Introducing corpora

What’s a corpus?

In linguistics, a corpus (plural: corpora) is defined as a collection of texts used for analyses of various language phenomena. Nowadays, corpora are usually stored in the form of electronic databases and are easily searchable. They contain natural, authentic language that occurs naturally, instead of made-up examples, which is what makes them so useful for studying language. Most corpora available today are balanced or systematic, i.e. they cover a variety of genres, registers, or styles. Also, they are very large, often encompassing millions of words, which makes conclusions drawn from them fairly reliable. Thus, a corpus is a systematic, computerized collection of authentic language that is used for linguistic analysis.

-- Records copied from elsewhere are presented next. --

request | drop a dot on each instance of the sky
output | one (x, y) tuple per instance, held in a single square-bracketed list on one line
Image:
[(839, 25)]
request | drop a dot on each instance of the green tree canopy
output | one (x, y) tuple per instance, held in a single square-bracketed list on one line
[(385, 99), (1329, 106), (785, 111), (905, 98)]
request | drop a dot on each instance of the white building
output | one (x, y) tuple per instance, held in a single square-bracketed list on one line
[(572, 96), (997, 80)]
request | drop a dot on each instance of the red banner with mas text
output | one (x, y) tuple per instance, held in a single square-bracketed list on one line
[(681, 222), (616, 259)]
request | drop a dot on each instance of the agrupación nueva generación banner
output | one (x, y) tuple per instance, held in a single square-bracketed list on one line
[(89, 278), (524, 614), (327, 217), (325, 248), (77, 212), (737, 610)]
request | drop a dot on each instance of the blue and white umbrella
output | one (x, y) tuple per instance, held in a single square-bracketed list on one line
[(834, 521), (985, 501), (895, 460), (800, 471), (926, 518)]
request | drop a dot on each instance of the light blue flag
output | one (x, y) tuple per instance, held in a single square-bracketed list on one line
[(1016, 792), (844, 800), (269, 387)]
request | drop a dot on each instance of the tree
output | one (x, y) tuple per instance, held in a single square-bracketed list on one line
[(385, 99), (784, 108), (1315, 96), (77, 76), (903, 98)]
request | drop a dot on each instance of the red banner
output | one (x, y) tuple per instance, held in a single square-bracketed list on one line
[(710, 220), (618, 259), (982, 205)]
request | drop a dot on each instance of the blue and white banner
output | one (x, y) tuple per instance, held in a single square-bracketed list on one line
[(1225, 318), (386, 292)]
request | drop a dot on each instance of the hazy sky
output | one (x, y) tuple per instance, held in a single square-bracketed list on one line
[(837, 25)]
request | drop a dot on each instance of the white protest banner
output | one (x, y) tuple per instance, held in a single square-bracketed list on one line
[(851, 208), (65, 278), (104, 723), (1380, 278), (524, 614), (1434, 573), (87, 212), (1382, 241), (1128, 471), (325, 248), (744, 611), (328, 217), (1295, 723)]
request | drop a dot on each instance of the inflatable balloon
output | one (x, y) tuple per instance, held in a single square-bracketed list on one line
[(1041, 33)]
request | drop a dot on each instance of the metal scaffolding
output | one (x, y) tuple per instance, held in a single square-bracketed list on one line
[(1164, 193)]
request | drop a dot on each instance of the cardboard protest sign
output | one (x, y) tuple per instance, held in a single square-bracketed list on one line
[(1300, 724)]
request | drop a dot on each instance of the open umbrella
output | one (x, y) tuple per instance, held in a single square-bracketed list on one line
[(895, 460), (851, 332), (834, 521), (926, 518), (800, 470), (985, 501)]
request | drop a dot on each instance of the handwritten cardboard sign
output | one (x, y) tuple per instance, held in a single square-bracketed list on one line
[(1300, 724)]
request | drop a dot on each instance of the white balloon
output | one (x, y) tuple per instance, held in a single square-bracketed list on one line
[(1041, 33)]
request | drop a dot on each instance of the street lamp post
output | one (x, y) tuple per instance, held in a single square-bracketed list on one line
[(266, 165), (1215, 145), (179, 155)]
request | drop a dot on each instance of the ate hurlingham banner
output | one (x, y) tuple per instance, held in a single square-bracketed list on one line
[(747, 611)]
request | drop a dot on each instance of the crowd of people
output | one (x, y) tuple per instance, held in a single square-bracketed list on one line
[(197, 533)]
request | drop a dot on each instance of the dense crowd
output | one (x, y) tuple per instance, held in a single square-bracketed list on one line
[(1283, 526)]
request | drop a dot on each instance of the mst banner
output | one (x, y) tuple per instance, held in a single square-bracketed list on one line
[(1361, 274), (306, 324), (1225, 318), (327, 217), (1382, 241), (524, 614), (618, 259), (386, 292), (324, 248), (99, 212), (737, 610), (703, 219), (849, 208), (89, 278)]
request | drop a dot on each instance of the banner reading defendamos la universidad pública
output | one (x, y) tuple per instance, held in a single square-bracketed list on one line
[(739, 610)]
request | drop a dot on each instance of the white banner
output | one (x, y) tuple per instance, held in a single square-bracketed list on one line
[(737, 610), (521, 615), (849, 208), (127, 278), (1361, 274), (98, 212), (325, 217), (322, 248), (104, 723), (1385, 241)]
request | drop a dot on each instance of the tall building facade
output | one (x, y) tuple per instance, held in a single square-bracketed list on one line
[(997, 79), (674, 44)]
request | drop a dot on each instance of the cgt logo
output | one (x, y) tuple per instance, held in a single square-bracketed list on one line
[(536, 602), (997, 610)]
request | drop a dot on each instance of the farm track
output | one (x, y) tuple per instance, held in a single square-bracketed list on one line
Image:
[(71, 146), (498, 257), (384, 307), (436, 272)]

What’s corpus linguistics?

Following the above definition of a language corpus, corpus linguistics means to study language with the help of the language samples corpora contain, often making use of specialized software. Therefore, corpus linguistics should be seen as a method to obtain data and analyse it both qualitatively and quantitatively. It is, however, neither a separate branch of linguistics (like sociolinguistics) nor a theory of language, but rather a tool for analysis. For example, historic corpora make it possible to track developments in language like the emergence of the contracted forms gonna and wanna, corpora that contain sociodemographic information allow for an analysis of language features such as the discourse marker like by gender or age, and corpora that contain data from several regions let their users compare the frequency of usage of words like boot and bonnet in British versus American English, for example.

Types of corpora

There are many types of corpora available, and a single corpus can sometimes even fulfill multiple functions or belong to several categories. Therefore, these types of corpora are not mutually exclusive – corpora can be both synchronic and regional, for example.

General corpora contain a large number of words of both written and spoken language and data from different genres or text types. This data stems from a variety of people with different social backgrounds, regions, and ages. If this sociodemographic information is available, the corpora can also function as a sociolinguistic resource.
Examples: British National Corpus (BNC), Bank of EnglishCorpus of Contemporary American English (COCA)

Synchronic corpora offer language data from only one specific point in time.
Examples: Corpus of Contemporary American English (COCA), F-LOB and Frown

Historical/diachronic corpora usually span several decades and thus allow for an analysis of developments in language over time.
Examples: Corpus of Historical American English (COHA), ARCHER, Helsinki

Learner corpora collect data (for example written exams or essays) that has been produced by foreign language learners.
Examples: International Corpus of Learner English (ICLE), Cambridge Learner Corpus

Corpora of different varieties provide different regional varieties of one language so that dialectal variation can be studied.
Examples: Corpus of Global Web-Based English (GloWbE)International Corpus of English (ICE), Freiburg English Dialect Corpus (FRED)

Specialised corpora are also available and represent fairly clearly delimited subsets of language.
Examples: Michigan Corpus of Academic Spoken English (MICASE), British Academic Spoken English (BASE) and British Academic Written English (BAWE)

Refer to the Other corpora tab, Corpus-based Linguistics Links and the Corpus Resource Database(CoRD) for a longer list of corpora and a corpus finder, but since new corpora are constantly being compiled, no list can ever be exhaustive.

Choosing the right corpus for your research

A large corpus (1 million words or more) tends to give good results even if the feature you’re investigating is fairly rare. A small corpus (200,000 to 500,000 words), on the other hand, should preferably be used for frequent words or syntactic structures. Corpora of spoken language are usually comparatively small since their data must first be painstakingly transcribed.

Get to know the corpus you’re using: How large is it? Does it incorporate written or spoken language, or both? Which language variety/varieties does it encompass, and which genres or text types? Is it balanced?

Google is your friend! There might be a specialized corpus out there that’ll perfectly suit your needs.

Take care not to overgeneralise your results. For instance, if you worked with an American corpus and found that one feature is more commonly used than another, you can’t claim that this is true for the English language as a whole, but only for the variety you researched. Similarly, if you’ve used a written corpus, you can’t assume that your results hold true for spoken language, or if you’ve researched a specialized register, such as academic language, it would be presumptuous to expand your findings to other registers.